Videos show (Western and Zio-Nazi backed) Syrian rebels cutting prisoners’ throats

NOVANEWS
Rebels from Al-Qaida affiliated Jabhat al-Nusra, wave their brigade flag

Release of videos comes amid Western concern that extremist Islamist groups are gaining influence among Syrian rebels.

Haaretz
Extremist rebel groups in Syria have carried out death sentences on prisoners by cutting their throats, an opposition human rights group reported Tuesday.
Two videos released by the Britain-based Syrian Observatory for Human Rights appeared to show rebels cutting the throats of a prisoner accused of collaborating with the regime and a captured soldier.
The video of the first apparent killing begins with a man, holding a long thin knife, announcing a verdict against a prisoner for collaborating with the regime and “spreading corruption on earth”.
He is then shown handing the knife to another man who cuts the throat of a bound and blindfolded man lying on the ground.
Rami Abdel-Rahman, head of the Observatory, said that one of the two killings took place in Aleppo province, northern Syria, in January while the other was carried out in Daraa on an unknown date.
“This is an unacceptable act towards Syrian citizens,” Abdel-Rahman told DPA, arguing that the uprising against Syrian President Bashar Assad “started with a call for democracy and justice. Such acts are simply against what we believe in.”
The videos could not be independently verified.
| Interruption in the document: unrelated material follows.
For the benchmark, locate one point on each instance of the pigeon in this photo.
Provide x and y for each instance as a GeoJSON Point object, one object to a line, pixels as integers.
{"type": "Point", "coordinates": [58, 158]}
Abdel-Rahman declined to name the groups responsible for the killings.
Western countries have increasingly expressed fears lately that extremist Islamist groups are gaining influence among Syrian rebels.
In December, the United States listed one of the most prominent Islamist rebel groups, the Al-Nousra Front, as a terrorist organization.
State media reported that scores of “terrorists” – a term used by the regime to refer to rebels – were killed or injured as the army targeted their positions in the Sheikh Miskeen district, on the eastern outskirts of Daraa.
Nearly two years into the conflict in Syria, the death toll stands at 60,000, according to UN estimates, with some 600,000 refugees and two million internally displaced.
Meanwhile, the pro-regime newspaper Al-Watan, in a first semi-official response to the offer of talks made last week by Syrian opposition leader Moaz Khatib, said the call was significant but came “two years late”.
An editorial in Al-Watan rejected Khatib’s comments Monday on Al Jazeera television that “the ball is now in the regime’s court.”
Rather, it said, “two years have gone by, in which we have lost a lot because of the opposition’s stubbornness and their refusal to negotiate.”